House Bill 2 (“H.B. 2”), enacted in 2013, mandates that all abortion providers obtain admitting privileges at hospitals within thirty (30) miles of the location where the abortion is performed. H.B. 2 also requires that most abortion providers satisfy the same requirements as ambulatory surgical centers. The Texas legislature purported to justify these requirements as a means of protecting patient health and safety. This brief focuses solely on the admitting privileges component of H.B. 2, which is the matter on which the Society has particularized information that may be helpful to the Court. This brief will demonstrate that the admitting privileges requirement of H.B. 2 has no reasonable medical basis.

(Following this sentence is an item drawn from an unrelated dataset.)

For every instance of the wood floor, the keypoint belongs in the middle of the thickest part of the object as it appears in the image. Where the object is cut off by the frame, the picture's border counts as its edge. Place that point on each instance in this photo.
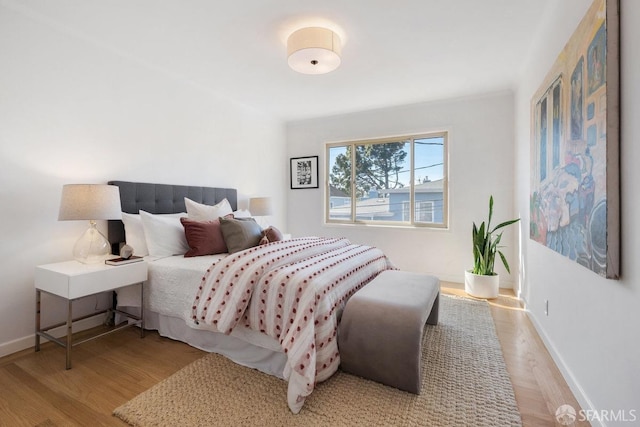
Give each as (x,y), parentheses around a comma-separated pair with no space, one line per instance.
(36,390)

In today’s modern practice of medicine, in Texas and across the country, hospitalists—physicians that specialize in hospital medicine—play the role of admitting and attending physicians, thereby ensuring the quality and continuity of medical care for inpatient hospital treatment. They provide the primary treatment in the hospital setting, treating patients and working successfully in partnership with outpatient physicians that lack admitting privileges.

Admitting privileges are appropriate for physicians who regularly admit patients. But requiring physicians who specialize in outpatient procedures with low incidence of post-procedure complications, whether that specialty is podiatry or gynecology, to maintain privileges serves no medical purpose, is inconsistent with modern medicine, and is unnecessary to ensure continuity of care. Having a hospitalist serve as the admitting or attending physician does not deprive patients of quality inpatient or outpatient services.

First, the willingness of a hospital to admit, and the ability of a hospital to care for, a patient in need of hospitalization in the unlikely event that an abortion gives rise to the need for hospitalization is not impacted by whether the abortion provider has admitting privileges.

Second, though hospitals may, in varying degrees, consider medical competence in deciding whether to grant admitting privileges or allow them to be maintained, hospitals may also consider a range of other factors, many economic, in deciding whether to grant admitting privileges. A particular hospital’s decision to grant or not grant an outpatient provider admitting privileges cannot be regarded as a medical decision concerning provider competence or one that bears upon the quality of care expected from that provider. It is inappropriate to conclude that a given provider is capable or not based on a hospital credentialing committee’s decision to grant the provider privileges.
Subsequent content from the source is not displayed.